Wilson, who is listed at 6-foot-2 and 197 pounds, comes to Detroit after stops with the Dallas Cowboys, Miami Dolphins and New Orleans Saints. He was a sixth-round pick out of Boise State in 2018 and spent his first four seasons in Dallas, where his biggest year came in 2021 with 602 yards and six touchdowns on 45 receptions. Across 93 career appearances, he has averaged 12.1 yards per catch, and Pro Football Focus says he has made 16 contested catches on 39 opportunities since entering the league.
The move gives the Lions 88 players under contract for next season and brings their receiver count to 10. Detroit’s group already includes Amon-Ra St. Brown, Jameson Williams, Isaac TeSlaa, Greg Dortch, Kendrick Law, Dominic Lovett, Jackson Meeks, Tom Kennedy and Malik Cunningham, giving the team a crowded room as it sorts through roles for the months ahead.
Wilson’s path has included a return to Miami after a one-year stop in New Orleans. He caught five passes for 44 yards and three first downs for the Dolphins last season. That production was modest, but the Lions are not signing him for a headline number; they are adding a veteran who has shown he can work in different systems and has enough size to matter in a competitive receiver group.

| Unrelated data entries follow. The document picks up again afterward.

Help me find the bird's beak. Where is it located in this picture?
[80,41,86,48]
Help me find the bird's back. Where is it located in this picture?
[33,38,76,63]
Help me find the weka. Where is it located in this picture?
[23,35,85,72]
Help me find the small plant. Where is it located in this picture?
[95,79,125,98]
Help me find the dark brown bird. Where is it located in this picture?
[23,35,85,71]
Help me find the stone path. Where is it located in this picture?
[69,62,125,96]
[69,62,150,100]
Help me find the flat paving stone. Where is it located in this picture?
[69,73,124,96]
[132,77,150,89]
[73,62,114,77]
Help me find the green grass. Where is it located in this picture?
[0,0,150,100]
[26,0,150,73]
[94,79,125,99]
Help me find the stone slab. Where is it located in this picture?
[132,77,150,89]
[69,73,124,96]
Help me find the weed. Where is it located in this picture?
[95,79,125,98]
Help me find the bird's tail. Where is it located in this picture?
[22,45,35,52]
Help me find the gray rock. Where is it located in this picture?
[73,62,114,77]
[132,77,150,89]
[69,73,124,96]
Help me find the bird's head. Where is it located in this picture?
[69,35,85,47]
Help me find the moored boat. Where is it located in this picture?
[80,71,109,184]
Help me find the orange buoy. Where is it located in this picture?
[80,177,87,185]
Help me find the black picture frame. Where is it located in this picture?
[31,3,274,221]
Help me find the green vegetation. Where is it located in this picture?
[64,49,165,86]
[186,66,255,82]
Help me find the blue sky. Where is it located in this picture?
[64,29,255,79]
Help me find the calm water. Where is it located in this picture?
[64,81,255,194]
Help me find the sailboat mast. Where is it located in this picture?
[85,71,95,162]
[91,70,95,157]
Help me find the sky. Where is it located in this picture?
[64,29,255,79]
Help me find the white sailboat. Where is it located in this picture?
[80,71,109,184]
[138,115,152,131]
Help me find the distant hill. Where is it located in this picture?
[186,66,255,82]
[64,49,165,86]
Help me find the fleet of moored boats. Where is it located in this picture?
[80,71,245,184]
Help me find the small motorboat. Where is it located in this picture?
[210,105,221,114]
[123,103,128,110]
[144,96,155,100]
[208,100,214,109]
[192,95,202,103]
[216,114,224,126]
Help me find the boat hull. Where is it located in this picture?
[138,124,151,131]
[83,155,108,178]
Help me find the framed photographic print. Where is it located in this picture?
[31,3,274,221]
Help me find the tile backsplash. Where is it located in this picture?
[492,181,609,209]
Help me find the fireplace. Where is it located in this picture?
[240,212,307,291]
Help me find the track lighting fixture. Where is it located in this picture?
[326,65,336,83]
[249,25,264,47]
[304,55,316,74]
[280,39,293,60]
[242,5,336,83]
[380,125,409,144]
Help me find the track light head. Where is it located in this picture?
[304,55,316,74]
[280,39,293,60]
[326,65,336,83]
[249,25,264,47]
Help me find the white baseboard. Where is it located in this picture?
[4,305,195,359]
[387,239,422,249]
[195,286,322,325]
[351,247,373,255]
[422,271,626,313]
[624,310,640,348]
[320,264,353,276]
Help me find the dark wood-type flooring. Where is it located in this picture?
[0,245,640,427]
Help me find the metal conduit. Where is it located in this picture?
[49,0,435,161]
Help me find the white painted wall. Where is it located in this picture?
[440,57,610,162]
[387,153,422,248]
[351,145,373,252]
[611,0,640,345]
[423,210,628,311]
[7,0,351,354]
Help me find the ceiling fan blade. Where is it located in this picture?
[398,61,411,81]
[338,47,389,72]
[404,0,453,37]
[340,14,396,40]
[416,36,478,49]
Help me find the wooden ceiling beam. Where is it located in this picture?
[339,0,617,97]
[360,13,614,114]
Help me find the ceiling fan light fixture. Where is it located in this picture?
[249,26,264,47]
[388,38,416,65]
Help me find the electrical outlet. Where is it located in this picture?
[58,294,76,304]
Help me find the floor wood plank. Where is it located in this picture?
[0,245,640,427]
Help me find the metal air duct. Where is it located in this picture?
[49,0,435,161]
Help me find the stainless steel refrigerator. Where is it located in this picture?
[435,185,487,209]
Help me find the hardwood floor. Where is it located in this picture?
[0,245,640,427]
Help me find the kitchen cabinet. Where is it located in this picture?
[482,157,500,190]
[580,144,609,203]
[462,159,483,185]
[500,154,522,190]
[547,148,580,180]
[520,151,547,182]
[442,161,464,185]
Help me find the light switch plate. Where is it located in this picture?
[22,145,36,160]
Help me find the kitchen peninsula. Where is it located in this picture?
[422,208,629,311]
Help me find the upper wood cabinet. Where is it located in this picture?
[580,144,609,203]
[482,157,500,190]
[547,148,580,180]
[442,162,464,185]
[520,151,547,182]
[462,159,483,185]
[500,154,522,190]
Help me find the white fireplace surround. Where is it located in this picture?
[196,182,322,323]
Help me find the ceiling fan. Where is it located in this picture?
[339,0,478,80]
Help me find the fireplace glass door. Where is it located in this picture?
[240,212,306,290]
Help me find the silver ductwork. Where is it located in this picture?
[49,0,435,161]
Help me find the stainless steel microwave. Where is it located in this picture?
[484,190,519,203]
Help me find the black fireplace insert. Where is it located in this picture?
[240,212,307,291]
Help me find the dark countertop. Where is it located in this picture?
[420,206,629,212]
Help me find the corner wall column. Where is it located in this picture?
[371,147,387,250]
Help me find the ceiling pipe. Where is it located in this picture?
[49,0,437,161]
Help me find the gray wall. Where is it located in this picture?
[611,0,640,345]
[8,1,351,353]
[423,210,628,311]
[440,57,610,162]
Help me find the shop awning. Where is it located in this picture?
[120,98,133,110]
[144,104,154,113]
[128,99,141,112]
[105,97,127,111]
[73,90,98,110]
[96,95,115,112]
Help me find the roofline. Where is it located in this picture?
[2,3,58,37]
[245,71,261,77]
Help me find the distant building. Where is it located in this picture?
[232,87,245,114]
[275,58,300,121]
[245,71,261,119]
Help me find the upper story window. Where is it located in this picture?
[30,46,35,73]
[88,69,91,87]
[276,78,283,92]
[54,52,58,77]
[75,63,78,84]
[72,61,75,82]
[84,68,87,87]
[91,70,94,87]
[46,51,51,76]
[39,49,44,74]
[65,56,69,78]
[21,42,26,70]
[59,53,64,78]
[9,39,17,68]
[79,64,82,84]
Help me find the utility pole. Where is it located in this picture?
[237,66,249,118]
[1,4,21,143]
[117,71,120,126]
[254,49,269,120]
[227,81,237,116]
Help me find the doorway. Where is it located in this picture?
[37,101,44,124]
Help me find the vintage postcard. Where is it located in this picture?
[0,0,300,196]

The fit is notable because Detroit now has three receivers listed at 6-2 or taller: TeSlaa, Meeks and Wilson. That gives the Lions a different body type to mix into a room built around St. Brown and Williams, while also tapping into a family line already familiar with the league. Wilson is the son of Cedrick Wilson Sr., who played for the San Francisco 49ers from 2001 to 2004 and the Pittsburgh Steelers from 2005 to 2007.
Detroit’s next steps will come in how it uses the roster spots it has available. With 88 players under contract and 10 receivers on the books, the signing signals that the Lions are still adding competition rather than settling the back end of the depth chart. Wilson’s job now is to turn another roster move into a place in the mix.